Material: Female C57BL/6 mice (n = 96 mice/experiment), 4-6 weeks old, were used to induce the EAE. The mice were divided into three experimental groups: non-immunized group, immunized group (EAE), and immunized and treated with genistein group (Genistein).
Treatment: Genistein was used at a dose of 200 mg/kg s.c. and were initiated 2 days before the immunization and continued daily until day 6 postimmunization.

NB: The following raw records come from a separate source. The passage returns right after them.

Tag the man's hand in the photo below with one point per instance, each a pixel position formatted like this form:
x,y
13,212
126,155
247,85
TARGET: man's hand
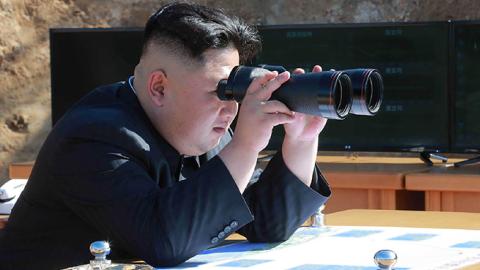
x,y
304,127
300,145
257,117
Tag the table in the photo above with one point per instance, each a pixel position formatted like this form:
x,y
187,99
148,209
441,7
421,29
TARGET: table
x,y
355,217
448,188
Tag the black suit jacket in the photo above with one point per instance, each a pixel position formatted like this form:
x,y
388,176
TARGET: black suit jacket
x,y
104,173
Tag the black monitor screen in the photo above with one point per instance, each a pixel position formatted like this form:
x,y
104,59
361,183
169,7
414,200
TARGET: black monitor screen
x,y
466,135
411,57
413,61
82,59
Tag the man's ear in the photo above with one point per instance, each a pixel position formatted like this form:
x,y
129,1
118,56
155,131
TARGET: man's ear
x,y
157,82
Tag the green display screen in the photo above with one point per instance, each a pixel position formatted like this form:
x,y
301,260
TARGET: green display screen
x,y
413,59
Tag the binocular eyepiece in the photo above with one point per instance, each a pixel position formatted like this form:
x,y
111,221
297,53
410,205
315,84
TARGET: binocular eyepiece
x,y
330,94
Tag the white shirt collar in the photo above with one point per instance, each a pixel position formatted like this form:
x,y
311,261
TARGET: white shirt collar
x,y
130,82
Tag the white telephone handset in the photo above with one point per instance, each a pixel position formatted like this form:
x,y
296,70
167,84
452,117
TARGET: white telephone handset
x,y
9,193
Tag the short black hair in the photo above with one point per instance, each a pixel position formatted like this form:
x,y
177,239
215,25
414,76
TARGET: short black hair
x,y
192,29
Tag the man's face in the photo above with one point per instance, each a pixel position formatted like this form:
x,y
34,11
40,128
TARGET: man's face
x,y
197,117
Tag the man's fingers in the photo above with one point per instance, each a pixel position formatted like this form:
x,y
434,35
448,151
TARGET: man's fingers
x,y
298,71
260,82
274,107
276,119
266,91
317,68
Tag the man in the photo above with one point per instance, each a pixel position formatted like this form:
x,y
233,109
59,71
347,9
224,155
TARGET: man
x,y
111,167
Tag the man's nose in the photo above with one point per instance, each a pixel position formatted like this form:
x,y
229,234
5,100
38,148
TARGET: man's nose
x,y
230,108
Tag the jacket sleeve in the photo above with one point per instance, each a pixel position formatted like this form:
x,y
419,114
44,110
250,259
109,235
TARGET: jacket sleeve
x,y
280,202
113,192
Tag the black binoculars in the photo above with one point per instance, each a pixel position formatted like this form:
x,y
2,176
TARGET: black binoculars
x,y
330,94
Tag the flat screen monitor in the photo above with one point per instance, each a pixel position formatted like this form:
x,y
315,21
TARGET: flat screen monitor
x,y
83,59
413,59
466,95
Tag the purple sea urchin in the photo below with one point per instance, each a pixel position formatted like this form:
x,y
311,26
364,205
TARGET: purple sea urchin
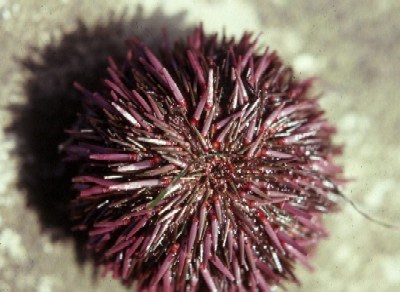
x,y
207,166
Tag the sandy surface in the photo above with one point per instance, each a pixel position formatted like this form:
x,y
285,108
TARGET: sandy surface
x,y
353,46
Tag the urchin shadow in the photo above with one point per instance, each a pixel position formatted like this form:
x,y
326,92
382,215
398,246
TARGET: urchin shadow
x,y
53,103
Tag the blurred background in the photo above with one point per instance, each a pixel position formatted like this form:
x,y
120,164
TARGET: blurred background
x,y
352,46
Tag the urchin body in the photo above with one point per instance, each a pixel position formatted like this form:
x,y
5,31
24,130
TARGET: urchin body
x,y
207,166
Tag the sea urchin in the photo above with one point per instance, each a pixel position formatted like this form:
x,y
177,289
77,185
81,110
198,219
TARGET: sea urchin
x,y
207,165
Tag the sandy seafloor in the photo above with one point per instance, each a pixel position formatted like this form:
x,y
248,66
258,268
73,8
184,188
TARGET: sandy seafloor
x,y
353,46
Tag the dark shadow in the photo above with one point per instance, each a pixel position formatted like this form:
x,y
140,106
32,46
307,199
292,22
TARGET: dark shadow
x,y
52,106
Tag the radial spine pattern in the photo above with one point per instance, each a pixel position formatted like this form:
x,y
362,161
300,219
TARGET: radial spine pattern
x,y
207,165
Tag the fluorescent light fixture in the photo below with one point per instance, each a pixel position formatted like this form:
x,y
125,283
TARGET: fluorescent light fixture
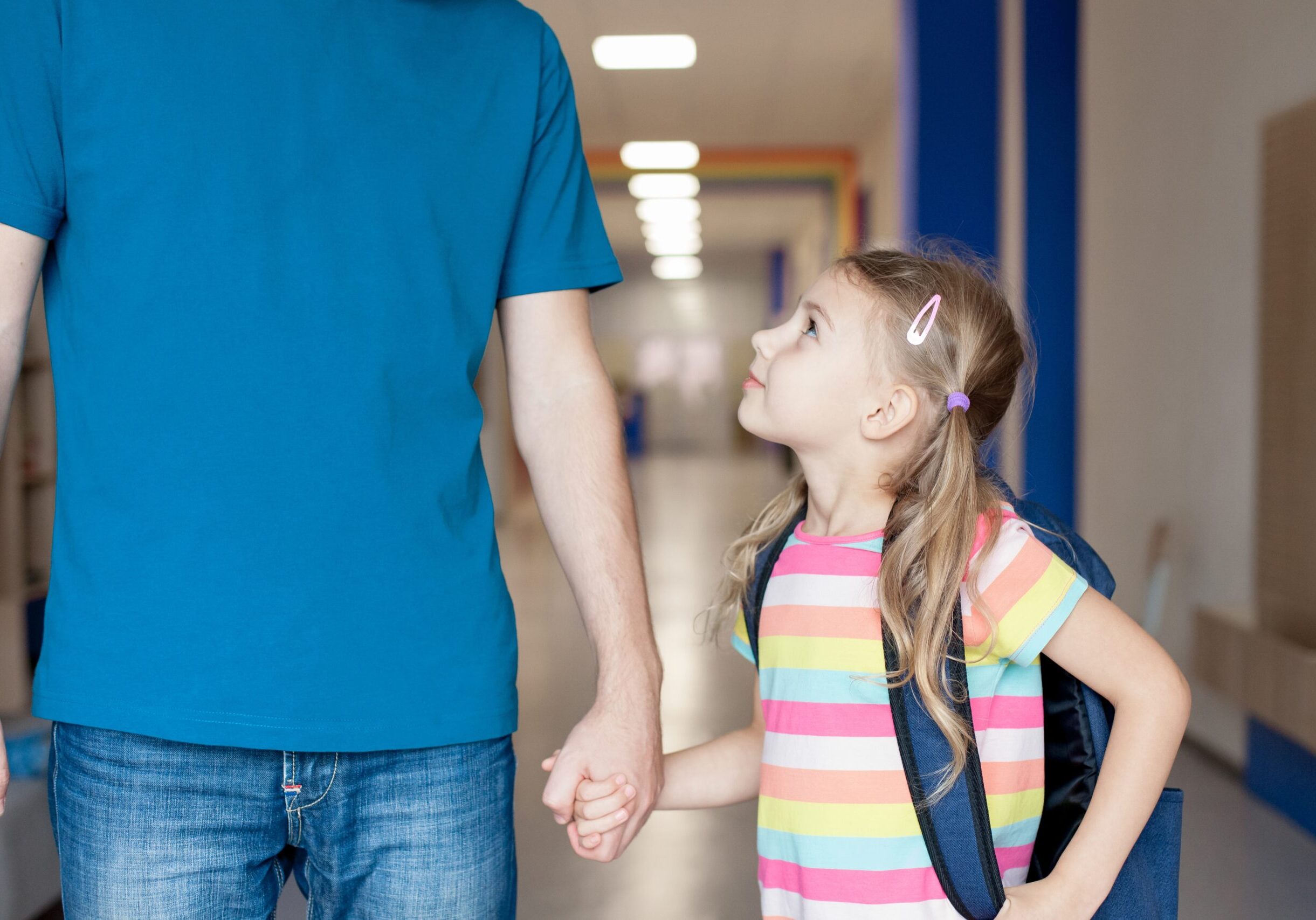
x,y
660,156
678,267
678,228
644,52
664,185
667,210
674,245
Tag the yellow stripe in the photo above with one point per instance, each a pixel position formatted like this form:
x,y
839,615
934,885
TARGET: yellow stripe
x,y
863,656
1010,807
1027,614
837,820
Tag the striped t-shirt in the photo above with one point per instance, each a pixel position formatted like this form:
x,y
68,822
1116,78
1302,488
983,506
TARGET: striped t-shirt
x,y
837,834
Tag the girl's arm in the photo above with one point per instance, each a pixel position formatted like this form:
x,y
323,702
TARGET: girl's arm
x,y
718,773
1108,652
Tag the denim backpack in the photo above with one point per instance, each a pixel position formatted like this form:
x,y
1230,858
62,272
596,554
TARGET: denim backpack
x,y
1077,723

Methods: Animals were monitored daily for clinical signs of EAE up to day 21. Inflammatory infiltration, demyelination, Toll-like receptor (TLR) expression, cytokines and transcription factors were analyzed in spinal cords.
Results: The present study demonstrates, for the first time, the genistein ability to modulate the factors involved in the innate immune response in the early stages of EAE. The genistein therapy delayed the onset of the disease, with reduced inflammatory infiltration and demyelination. In addition, the expression of TLR3, TLR9 and IFN-β were increased in genistein group, with reduction in the factors of TH1 and Th17 cells.
Conclusion: These findings shed light on the potential of genistein as a prophylactic strategy for multiple sclerosis (MS) prevention.
Keywords: Experimental autoimmune encephalomyelitis; IFN-β; Immune response; Multiple sclerosis; Toll-like.